Through the support of CAPCE, Guerra acquired for Ohio State a new five-axis, high-pressure water jet cutter that uses different abrasives in a process of accelerated erosion to remove bits of materials at an advancedrate. This allows engineering researchers to create better and stronger samples of composite materials not only for research, but for industry as well. With access to this new machine, researchers at Ohio State now have the ability to make and test samples of any material in a way not possible before.

Since starting his doctoral research, Guerra has worked with CAPCE and industry to solve technical and manufacturing problems. The experience helped Guerra recognize an opportunity to start his own company based off of a technology he developed called Buckeye NanoPaper, a non-woven fabric material comprised solely of nanoparticles such as carbon nanotubes. This non-woven material can be used as a surface reinforcement to help strengthen and protect various composite materials. He was joined in the venture by his brother.

“We started collaborating with industry to solve market needs. Industry would come to us and say, ‘We have this issue. Can you offer us a solution — this is what we need,’” Dante Guerra says. “That was at a technical level. However, being exposed to industry, talking to CEOs, directors and presidents of companies such as Owens Corning and Ashland Chemical, I realized there's a huge potential for a business here.”

He changed his line of thinking and enrolled in the Fisher College of Business MBA program to expand his knowledge of the market as well as capitalize on the opportunities he discovered at Ohio State.

In 2009, Guerra and his brother took the Business Management 890 Technology Commercialization and Entrepreneurship class taught by Michael Camp, executive director for Fisher’s Center for Entrepreneurship. The course gives students an existing Ohio State technology that is awaiting licensing and requires the students to figure out the technology’s killer application and develop a product concept around that application.

After learning so much, Guerra and his brother asked Camp for permission to take the course again, this time focusing on their own technology. This primary course then fed into a second class, in which the Guerras could further refine and implement their business idea, eventually founding a company called NanoInnovations, with the help of executive mentors.

“We're going through the process of actually requesting funding, getting private investments, securing the technology, licensing it from Ohio State and trying to develop the products and take them to market,” Guerra says. “It’s essentially going through the processes of commercialization in real terms.”

Guerra realized his NanoPaper had potential for numerous applications, but he thought the killer application was in the wind energy field. Wind turbine blades are constantly rotating to produce electricity. However, in bad weather, those blades can accumulate a large layer of ice, which significantly decreases performance and could send blocks of ice flying into the nearest house or street.

Because of that danger, wind turbine farms are confined to some distance away from residential areas; routing the energy to those areas, where it is needed most, is costly. The Buckeye NanoPaper technology can change all that by protecting the blades from accumulating ice, thus making it possible for wind turbine farms to be located closer to residential and suburban areas. 

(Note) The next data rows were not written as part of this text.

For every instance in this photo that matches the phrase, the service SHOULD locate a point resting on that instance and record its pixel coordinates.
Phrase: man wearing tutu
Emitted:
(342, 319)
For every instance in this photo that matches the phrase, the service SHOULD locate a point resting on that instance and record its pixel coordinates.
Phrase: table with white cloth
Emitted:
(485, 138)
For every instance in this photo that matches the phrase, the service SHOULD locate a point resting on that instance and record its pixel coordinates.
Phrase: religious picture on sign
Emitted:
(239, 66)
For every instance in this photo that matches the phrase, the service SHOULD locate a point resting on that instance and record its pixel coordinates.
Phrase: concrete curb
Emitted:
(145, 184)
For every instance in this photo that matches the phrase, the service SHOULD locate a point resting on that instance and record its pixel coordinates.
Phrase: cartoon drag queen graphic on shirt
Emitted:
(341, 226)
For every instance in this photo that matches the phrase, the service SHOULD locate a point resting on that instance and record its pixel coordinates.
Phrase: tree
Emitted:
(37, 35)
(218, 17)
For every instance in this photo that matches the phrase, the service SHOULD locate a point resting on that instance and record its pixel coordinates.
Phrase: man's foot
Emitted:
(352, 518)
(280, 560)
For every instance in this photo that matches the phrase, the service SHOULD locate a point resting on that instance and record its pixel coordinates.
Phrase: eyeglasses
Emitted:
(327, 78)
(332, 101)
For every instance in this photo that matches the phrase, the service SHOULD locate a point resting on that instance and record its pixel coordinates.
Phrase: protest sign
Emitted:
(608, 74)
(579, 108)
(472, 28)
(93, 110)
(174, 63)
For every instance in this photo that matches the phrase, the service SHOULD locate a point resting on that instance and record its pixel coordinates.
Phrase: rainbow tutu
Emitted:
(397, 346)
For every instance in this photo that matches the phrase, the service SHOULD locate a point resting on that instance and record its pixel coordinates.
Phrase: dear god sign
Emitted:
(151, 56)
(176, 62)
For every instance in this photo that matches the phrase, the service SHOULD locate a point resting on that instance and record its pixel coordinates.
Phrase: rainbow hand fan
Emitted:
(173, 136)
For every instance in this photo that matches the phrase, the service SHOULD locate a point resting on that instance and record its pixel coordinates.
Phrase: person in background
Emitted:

“We have a conductive layer of NanoPaper on the surface of the turbine blade, and then we apply a voltage to it to melt the ice off completely,” Guerra says. “And the energy required for that is just a small percentage of that being produced by the turbine itself, so you don’t need any additional input of energy.”

After Guerra markets this technology to the wind-energy industry, he hopes to move on to other applications.

“We believe that there are multiple applications in many vertical markets and intend to structure our business to take advantage of each individual application for the technology,” Guerra says.

For example, the United States is involved in many desert-environment conflicts, like the wars in Iraq and Afghanistan, which put extreme stress on the rotor blades of helicopters. The blades then have to be inspected, maintained or even replaced as often as every 72 hours of operation. Guerra’s Buckeye NanoPaper could coat the blades and act as a shield against the sand or other causes of erosion, increasing the blades’ durability in these environments.

“We are going to continue commercializing the Buckeye NanoPaper,” Guerra says “and we hope we can collaborate with Ohio State to mature the technology not only for this application but for all the other identified applications.”


A Solution for Safety

As part of an industry-sponsored capstone course, three mechanical engineering students are working with mentor Leo Rusli, a research engineer, to re-design a shear pin for sub-sea equipment.

Cameron, a Houston-based, international provider of flow equipment products, systems and services to worldwide oil, gas and process industries, asked the student team to come up with pin designs that safely take the maximum working torque load of the equipment without risk of failure but that also would shear off and shut down the operation in the case of overload to prevent damage to sensitive equipment.

“Cameron is telling our students about the current material and design of these shear pins but leaving requirements open ended so students can come up with solutions,” explains Bob Rhoads, capstone design program coordinator. “A lot of companies give projects to our students for exactly that reason — they want the fresh ideas from people outside their own companies.”


Ride Like the Wind

When aerospace engineering senior Zachary Webster heard that Honda R&D Americas Inc. funded capstone projects, he took the initiative, as an intern there, to develop a unique course.

As a result, he and other aerospace engineering seniors are designing an SUV-type vehicle focused on aerodynamic shape.

Honda is challenging the students to design the model in a way to achieve the lowest possible drag coefficient — leading to improved fuel efficiency — for the upper-body shape and features. Although the vehicle dimensions, such as engine room, cabin and package hauling, are based on a current production model, the students have the freedom to design and develop the entire upper body with their choice of experimental means. They also must weigh the cost vs. benefit of their design.

“When the students are challenged to explore new ‘outside-the-box’ ideas, they really help us keep a fresh perspective and an open mind,” says Mike Ellington, a vehicle development engineer with Honda R&D Americas Inc. “That’s great for us and, I think, great for them as well.”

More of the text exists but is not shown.